SGA, SCL and MCNA et al took this opportunity to make a submission, criticizing the NMPA / NSAI agreement with the labels and setting out the arguments why the mechanical royalty rate should, in fact, be increased.
They also pointed out that while physical sales in the recording industry may now be eclipsed by revenue from streaming, records and downloads still accounted for 16% of US record industry revenue last year. Additionally, the ongoing vinyl revival and recent interest in NFTs – which are often download related – means that there remains a great deal of interest in the music formats covered by this compulsory license.
After the July 26 deadline expired, the CRB then said it would allow submissions until August 10. Some have speculated that the extension was requested by the majors who wanted the opportunity to respond to the arguments put forward by SGA, SCL and MCNA. The majors certainly took advantage of the extension and sent in another submission on August 10.
Subsequently, in October, SGA, SCL and MCNA asked if they could submit any new information they had gathered that was relevant to the royalty review. And so the CRB opened the submissions again, this time with a deadline of November 22. That’s why SGA, SCL and MCNA made another final submission this week, primarily responding to comments made by the majors in their August submission.
This final submission makes four key points.
First, he states: “We strongly oppose the position of major publishers and record labels that submissions from interested and non-participating commentators do not need to be taken into account by CRB in evaluating the performance. ‘adoption of privately negotiated settlements’. This claim, they say, is “against the letter and spirit of US copyright law.”
Second, they reiterate their argument that the CRB should take inflation into account when revising mechanical royalty rates, so that a new rate is set that takes into account inflation since 2006, and that they update annually based on future inflation.
Such a move, they say, “would recognize both the grave financial dangers posed to songwriters and composers by the period of inflation in which we are now living, and the clearly resurgent importance to independent music creators and artists. music publishers royalty income from physical product distribution, downloads and other… setups [covered by this particular compulsory licence]”.
Third, they point out that the NMPA / NSAI proposal is opposed by “an overwhelming percentage of US and global songwriters and composers,” while noting that freezing mechanical royalties on records and downloads could actually have an impact. even wider.

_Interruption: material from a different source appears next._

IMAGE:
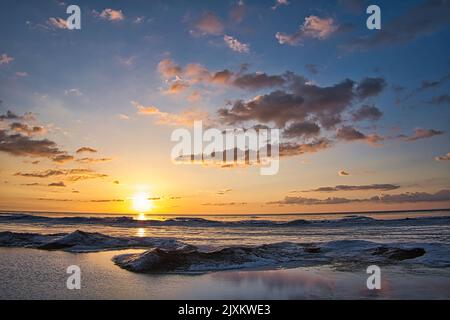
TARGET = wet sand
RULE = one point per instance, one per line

This is because streaming services are using this proposed royalty freeze to justify their argument that the mechanical royalty rate they pay (which is also governed by a compulsory license in the United States) should also be frozen (or even reduced), despite the fact that the review of NMPA royalties is pushing for an increase.
And finally, the submission says, “We enthusiastically support the continuation of CRB’s calls for comments to interested parties in appropriate circumstances during all future stages of the process. [this and other royalty rate reviews]. This will help ensure that more voices of music creators are heard by the CRB, other than the extremely narrow constituency of opinions provided only by those whose participation major music conglomerates are willing to fund ”.
Once this final submission is presented, it remains to be seen how the CRB will take a stand on all of this.